How does Geofencing Work?

Geofencing tools use the global positioning system (GPS) or radio frequency identification (RFID) to define geographical boundaries. Every time consumers allow applications on their phone to access their location, that data becomes available for geofencing software. Every check-in on Facebook or every time Google maps is accessed, the information is available and businesses can use the location data to send relevant marketing messages.

Create a Virtual Barrier

Marketers using geofencing can define a geographic area and essentially put a virtual fence around it. The area may be as small as a block wide or several miles. Any time someone crosses the geofence and moves inside the virtual barrier, extremely targeted messages can be sent to a potential customer. The ads may “follow” you around the internet, popping up on different sites once you have crossed into the area.

Companies can use the technology to put a fence around a competitors location and show ads to consumers as they walk or drive by, offering a better deal. The best case is being able to deliver a message to someone when they need your services the most. A criminal lawyer, for example, might use the technology to push messages as someone enters the office of a bail bondsman.

The Downside of Geofencing

All this sounds great to marketers, but what about consumers, who didn’t necessarily sign up to get messages pushed at them? There is a point at which the technology moves beyond data collection into the realm of invasion of privacy, for example, emergency rooms. Personal injury attorneys ( sometimes called ambulance chasers) are always looking for a way to get their marketing messages in front of people who have just been injured. While not everyone in an emergency room needs legal services, a significant percentage might. So some enterprising lawyers have been using geofencing to reach their target market.

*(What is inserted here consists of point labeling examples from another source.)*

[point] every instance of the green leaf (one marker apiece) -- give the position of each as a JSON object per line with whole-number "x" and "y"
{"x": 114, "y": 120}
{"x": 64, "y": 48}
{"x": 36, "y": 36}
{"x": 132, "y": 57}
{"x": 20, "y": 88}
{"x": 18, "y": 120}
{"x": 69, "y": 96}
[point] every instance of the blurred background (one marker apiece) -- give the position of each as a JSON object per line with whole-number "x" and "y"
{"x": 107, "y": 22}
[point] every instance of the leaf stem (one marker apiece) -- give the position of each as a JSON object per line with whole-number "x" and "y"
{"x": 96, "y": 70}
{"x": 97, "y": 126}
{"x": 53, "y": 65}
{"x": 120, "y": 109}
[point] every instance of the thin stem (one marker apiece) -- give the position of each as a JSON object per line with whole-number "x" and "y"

While the argument might be made that geofencing is the same as handing out brochures or having advertisements in and around the hospital, consumer rights activists and Massachusetts’ attorney general, Maura Healey, doesn’t see it that way. Healey’s office was the first in the country to go after geofencing technology, catching people while they are seeking care.

“Private medical information should not be exploited in this way,” Healey says. “Especially when it’s gathered secretly without a consumer’s knowledge, without knowledge or consent.”

So Where is the Fence?

Geofencing looks to be one of the next big tension points in the expanding conversations about privacy as technology becomes more sophisticated and consumers more sensitive.

Which side of the geofence are you on? Is it good marketing or a creepy invasion of privacy?